Professionals in industries including banking, financial services, real estate, retail, utilities and manufacturing presented a mixed picture of conditions in their fields. But they basically described an economy that is flat, with consumers and businesses holding off on spending.
The testimony confirmed the forecast of David Roose, executive secretary of the revenue board. Roose said that “several indicators show that the Maryland economy is not recovering as quickly as the nation as a whole.” He forecast an overall 1% growth in the Maryland economy with 3.5% revenue growth. This is slower than initially predicted, due to fears of what’s coming next.
There was considerable trepidation about the impact the decisions on federal budget cuts by the congressional Supercommittee could have on Maryland. At the very least, the prospects of large federal budget cuts has a demoralizing effect on Maryland’s large contingent of federal workers, and the people who provide them goods and services.
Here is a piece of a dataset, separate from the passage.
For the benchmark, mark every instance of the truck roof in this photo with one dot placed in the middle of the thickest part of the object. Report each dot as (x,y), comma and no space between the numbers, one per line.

Jose Boluda of Northrup Grumman’s Electronic Systems Sector in Linthicum said that his company “has been working under a flat budget” for several years. He said that a defense industry group has estimated that proposed Defense Department cuts could cause the loss of 18,000 to 36,000 jobs at Maryland defense contractors, many of them in research and development.
“The biggest thing we need from the state right now is stability,” particularly in the area of taxation, Bolada said. He said the company was concerned by “any of these things that make us less competitive,” such as tax hikes.
Franchot said, “I was surprised at that the call for caution,” though that’s what he’s been preaching himself. He pointed to the new toll hikes for highway, bridges and tunnels, the proposed increases in the gas tax, and proposed increases in the flush tax for Chesapeake Bay restoration.
“You could reach the tipping point very quickly” for consumers who don’t have much money, Franchot said.
He hopes the testimony from the business sector will have some effect on deliberations of the General Assembly.
“I don’t see the light around the corner” for the economy, Franchot said.